First of all, I must apologize for confusing the situation with a misinterpretation of GLOCK18's post. I thought I read that the copper heat sink was much cooler, but after re-reading it I see that he was saying the light with the copper heat sink was much cooler as the numbers show.

There is no reason why aluminum should perform better than copper in this situation unless either one or more of the metals used to make the heat sinks is not pure or annealed, there are differences in the surface roughness or gap sizes of the interfaces, or there are differences with respect to the use of thermal grease. There may also be differences in the amount of heat being generated in each case due to differences in drive current or Vf of the LEDs. I don't know what the explanation is, but I know that if we apply the Physics of heat transfer to this situation then pure copper must perform better than pure aluminum.

As for jar3ds's question - your intuition is spot on. The addition of the interface between the copper pill and surrounding aluminum heat sink will be detrimental. The larger you make the copper pill, then the greater will be the surface area of the interface with the aluminum heat sink, which will result in better heat transfer. Of course, you also want the two surfaces as smooth as possible and with the smallest possible gap, which should have thermal grease in it. 
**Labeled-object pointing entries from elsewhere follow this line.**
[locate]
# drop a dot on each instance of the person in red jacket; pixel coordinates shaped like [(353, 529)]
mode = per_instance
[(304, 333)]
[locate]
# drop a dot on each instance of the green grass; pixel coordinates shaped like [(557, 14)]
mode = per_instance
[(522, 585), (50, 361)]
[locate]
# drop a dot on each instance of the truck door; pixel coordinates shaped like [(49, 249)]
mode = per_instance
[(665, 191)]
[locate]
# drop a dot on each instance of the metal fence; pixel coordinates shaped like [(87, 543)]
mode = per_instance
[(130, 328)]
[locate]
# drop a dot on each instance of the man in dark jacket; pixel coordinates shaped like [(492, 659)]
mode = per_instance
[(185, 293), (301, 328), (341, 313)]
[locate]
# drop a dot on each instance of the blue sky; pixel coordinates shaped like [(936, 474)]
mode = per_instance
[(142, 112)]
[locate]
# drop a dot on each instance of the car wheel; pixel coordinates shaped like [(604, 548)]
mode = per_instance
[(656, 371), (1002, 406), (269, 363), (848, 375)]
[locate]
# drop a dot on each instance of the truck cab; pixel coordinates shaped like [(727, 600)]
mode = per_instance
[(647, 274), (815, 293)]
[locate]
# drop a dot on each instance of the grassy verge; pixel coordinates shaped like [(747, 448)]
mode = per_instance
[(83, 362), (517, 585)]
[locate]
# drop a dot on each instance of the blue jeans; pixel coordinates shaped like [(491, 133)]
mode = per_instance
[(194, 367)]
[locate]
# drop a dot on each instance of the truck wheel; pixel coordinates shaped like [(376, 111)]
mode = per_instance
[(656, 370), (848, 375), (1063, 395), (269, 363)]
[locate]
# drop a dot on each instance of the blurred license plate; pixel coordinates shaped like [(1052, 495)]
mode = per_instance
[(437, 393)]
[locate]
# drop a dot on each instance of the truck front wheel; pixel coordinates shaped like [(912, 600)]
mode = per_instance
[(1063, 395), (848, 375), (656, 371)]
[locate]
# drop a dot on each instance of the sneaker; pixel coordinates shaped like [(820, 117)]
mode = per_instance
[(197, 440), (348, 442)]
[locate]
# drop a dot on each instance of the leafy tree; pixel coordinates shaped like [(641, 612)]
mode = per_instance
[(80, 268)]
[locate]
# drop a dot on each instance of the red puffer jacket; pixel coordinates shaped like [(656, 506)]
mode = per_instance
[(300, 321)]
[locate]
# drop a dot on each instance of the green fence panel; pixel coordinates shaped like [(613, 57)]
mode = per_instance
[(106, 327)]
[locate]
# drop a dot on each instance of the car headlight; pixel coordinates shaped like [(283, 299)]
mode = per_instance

In the end though, the differences in performance are probably not worth the extra work and cost. As EngrPaul has pointed out, once steady state is reached each of the lights must dissipate the same amount of heat to the environment. Add to that what Will (wquiles) mentioned about the limiting step being heat transfer to the environment in these higher power builds, and this whole debate of copper vs. aluminum can be seen as rather inconsequential.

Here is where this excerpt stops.